Facebook launches iPhone camera app
NEW YORK Facebook's rocky initial public offering hasn't stopped life at the world's biggest online social network. On Thursday, the company unveiled a camera app for the iPhone.
The app can be downloaded from Apple's App Store and works like most other camera applications for smartphones. To take a photo, you tap a camera icon in the upper left corner of your screen, aim and shoot. You can then add filters, crop or tilt your photo, and share it on Facebook.
The new app is similar to Instagram, the photo-sharing app Facebook is in the process of buying for $1 billion. The acquisition, however, has not yet been completed, and Instagram's employees did not work on the Facebook app. Facebook has said it expects the Instagram app to close sometime this year.
Court: Families can’t sue over loan discount fee
WASHINGTON The Supreme Court ruled unanimously Thursday that three families cannot sue a mortgage company for allegedly charging them a loan discount fee without giving them a lower interest rate.
The high court's decision tosses out lawsuits filed in 2008 against Quicken Loans Inc. in Louisiana by three families who claimed they paid the fees without receiving anything in return. The Freeman family paid $980 and the Bennett family $1,100 in loan discount fees but allegedly did not get lower interest rates in return. The Smith family allegations focus partly on a loan origination fee of $5,100, which they claim was a mislabeled loan discount fee.
A federal judge threw the lawsuit out, saying the Real Estate Settlement Procedures Act made the lawsuit improper. That decision, which was upheld by the 5th U.S. Circuit Court of Appeals in New Orleans, was appealed to the Supreme Court.

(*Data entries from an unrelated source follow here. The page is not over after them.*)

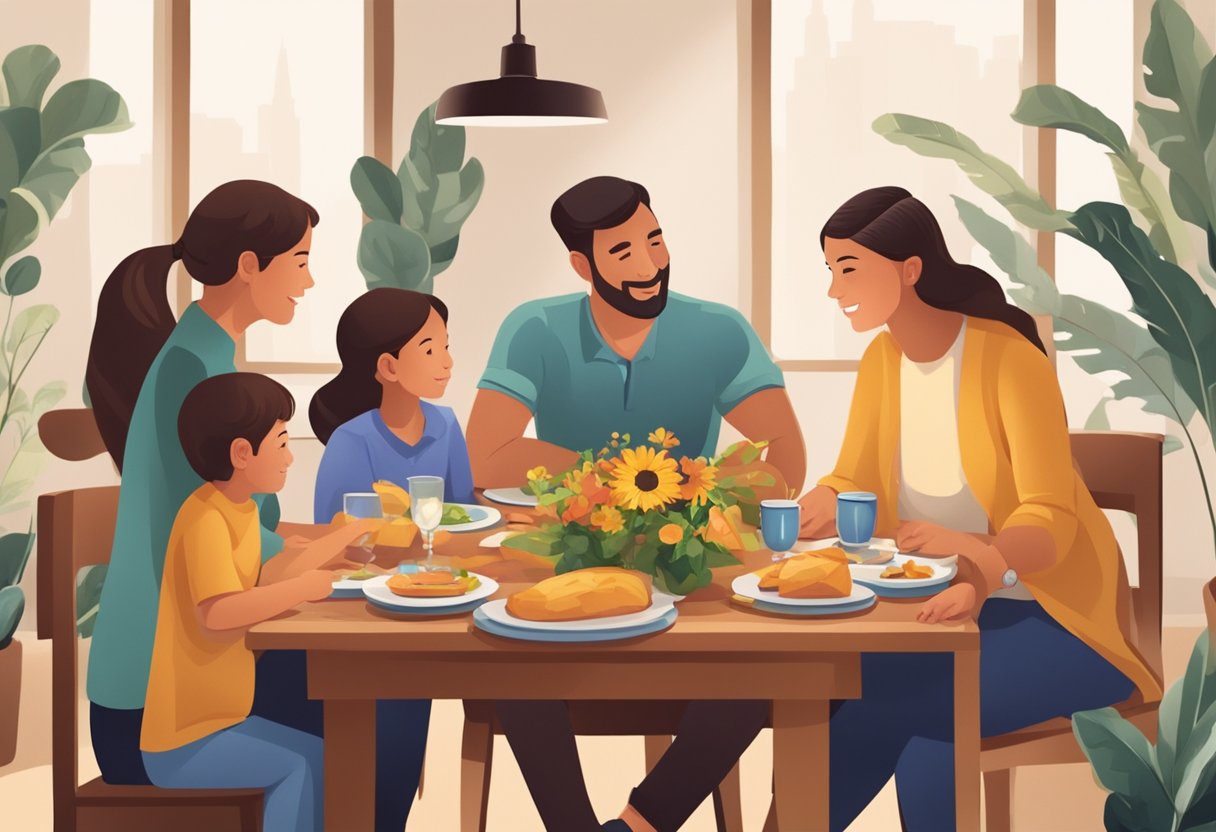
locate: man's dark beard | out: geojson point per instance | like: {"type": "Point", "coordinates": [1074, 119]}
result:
{"type": "Point", "coordinates": [624, 302]}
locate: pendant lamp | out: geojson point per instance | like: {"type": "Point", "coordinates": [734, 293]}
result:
{"type": "Point", "coordinates": [519, 97]}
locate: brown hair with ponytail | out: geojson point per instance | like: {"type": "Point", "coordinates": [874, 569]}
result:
{"type": "Point", "coordinates": [381, 321]}
{"type": "Point", "coordinates": [134, 318]}
{"type": "Point", "coordinates": [896, 225]}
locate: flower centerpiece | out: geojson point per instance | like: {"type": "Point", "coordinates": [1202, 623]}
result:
{"type": "Point", "coordinates": [640, 507]}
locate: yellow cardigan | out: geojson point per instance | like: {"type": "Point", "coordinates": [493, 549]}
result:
{"type": "Point", "coordinates": [1015, 454]}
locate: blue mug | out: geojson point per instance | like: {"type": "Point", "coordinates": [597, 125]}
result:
{"type": "Point", "coordinates": [856, 516]}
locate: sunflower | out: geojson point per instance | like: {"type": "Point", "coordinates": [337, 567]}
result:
{"type": "Point", "coordinates": [645, 479]}
{"type": "Point", "coordinates": [699, 479]}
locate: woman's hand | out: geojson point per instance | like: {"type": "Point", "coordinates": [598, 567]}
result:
{"type": "Point", "coordinates": [930, 539]}
{"type": "Point", "coordinates": [952, 603]}
{"type": "Point", "coordinates": [818, 512]}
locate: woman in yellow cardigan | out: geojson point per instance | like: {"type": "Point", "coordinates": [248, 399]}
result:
{"type": "Point", "coordinates": [957, 425]}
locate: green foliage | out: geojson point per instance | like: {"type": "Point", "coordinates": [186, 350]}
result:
{"type": "Point", "coordinates": [1167, 786]}
{"type": "Point", "coordinates": [417, 213]}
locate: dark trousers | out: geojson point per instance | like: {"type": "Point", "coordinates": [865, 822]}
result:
{"type": "Point", "coordinates": [281, 697]}
{"type": "Point", "coordinates": [710, 737]}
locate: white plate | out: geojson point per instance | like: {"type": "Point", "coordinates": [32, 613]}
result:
{"type": "Point", "coordinates": [660, 602]}
{"type": "Point", "coordinates": [943, 573]}
{"type": "Point", "coordinates": [482, 517]}
{"type": "Point", "coordinates": [749, 586]}
{"type": "Point", "coordinates": [511, 496]}
{"type": "Point", "coordinates": [376, 590]}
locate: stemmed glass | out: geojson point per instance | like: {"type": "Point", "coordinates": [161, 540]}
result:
{"type": "Point", "coordinates": [780, 522]}
{"type": "Point", "coordinates": [427, 510]}
{"type": "Point", "coordinates": [364, 506]}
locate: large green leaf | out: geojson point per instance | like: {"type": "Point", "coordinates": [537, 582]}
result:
{"type": "Point", "coordinates": [394, 256]}
{"type": "Point", "coordinates": [28, 71]}
{"type": "Point", "coordinates": [377, 189]}
{"type": "Point", "coordinates": [1176, 61]}
{"type": "Point", "coordinates": [989, 173]}
{"type": "Point", "coordinates": [1180, 316]}
{"type": "Point", "coordinates": [1125, 764]}
{"type": "Point", "coordinates": [1098, 338]}
{"type": "Point", "coordinates": [1050, 106]}
{"type": "Point", "coordinates": [13, 556]}
{"type": "Point", "coordinates": [82, 107]}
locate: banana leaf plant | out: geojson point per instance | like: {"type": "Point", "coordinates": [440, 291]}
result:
{"type": "Point", "coordinates": [41, 158]}
{"type": "Point", "coordinates": [416, 215]}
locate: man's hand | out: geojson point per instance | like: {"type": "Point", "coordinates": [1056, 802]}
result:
{"type": "Point", "coordinates": [951, 605]}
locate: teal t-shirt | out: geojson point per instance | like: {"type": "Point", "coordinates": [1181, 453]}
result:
{"type": "Point", "coordinates": [698, 361]}
{"type": "Point", "coordinates": [156, 482]}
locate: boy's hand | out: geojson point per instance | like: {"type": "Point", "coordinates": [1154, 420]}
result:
{"type": "Point", "coordinates": [315, 585]}
{"type": "Point", "coordinates": [950, 605]}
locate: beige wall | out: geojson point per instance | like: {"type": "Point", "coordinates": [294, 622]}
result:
{"type": "Point", "coordinates": [669, 76]}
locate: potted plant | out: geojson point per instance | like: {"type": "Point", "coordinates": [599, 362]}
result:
{"type": "Point", "coordinates": [1169, 365]}
{"type": "Point", "coordinates": [416, 214]}
{"type": "Point", "coordinates": [41, 158]}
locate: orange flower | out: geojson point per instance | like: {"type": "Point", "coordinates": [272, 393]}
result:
{"type": "Point", "coordinates": [576, 509]}
{"type": "Point", "coordinates": [701, 479]}
{"type": "Point", "coordinates": [671, 534]}
{"type": "Point", "coordinates": [663, 438]}
{"type": "Point", "coordinates": [608, 520]}
{"type": "Point", "coordinates": [724, 527]}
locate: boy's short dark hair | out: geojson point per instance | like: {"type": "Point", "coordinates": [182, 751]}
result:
{"type": "Point", "coordinates": [223, 409]}
{"type": "Point", "coordinates": [595, 204]}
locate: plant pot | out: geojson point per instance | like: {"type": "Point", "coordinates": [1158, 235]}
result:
{"type": "Point", "coordinates": [10, 701]}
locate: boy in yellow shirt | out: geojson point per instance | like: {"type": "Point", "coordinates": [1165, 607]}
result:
{"type": "Point", "coordinates": [197, 730]}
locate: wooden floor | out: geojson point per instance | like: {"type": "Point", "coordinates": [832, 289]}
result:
{"type": "Point", "coordinates": [1053, 799]}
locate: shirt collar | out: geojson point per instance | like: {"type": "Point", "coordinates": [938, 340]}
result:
{"type": "Point", "coordinates": [595, 348]}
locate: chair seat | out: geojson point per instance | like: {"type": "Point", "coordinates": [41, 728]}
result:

Amazon.com to improve warehouse conditions
SEATTLE Amazon.com Inc., addressing issues that have drawn heavy criticism of the company, told shareholders Thursday that it planned to improve warehouse conditions and drop its membership in a conservative public-policy organization.
More than 100 protesters rallied outside the company's annual shareholders meeting Thursday at the Seattle Art Museum, calling on the Seattle Internet retailer to pay more taxes, treat its workers better and drop its membership in the American Legislative Exchange Council.
During the meeting, Amazon founder and Chief Executive Jeff Bezos said the company will spend $52 million this year retrofitting its warehouses with air conditioning. Amazon has come under heavy criticism for conditions at its warehouses after a Pennsylvania newspaper revealed that employees were forced to work in temperatures above 100 degrees last summer.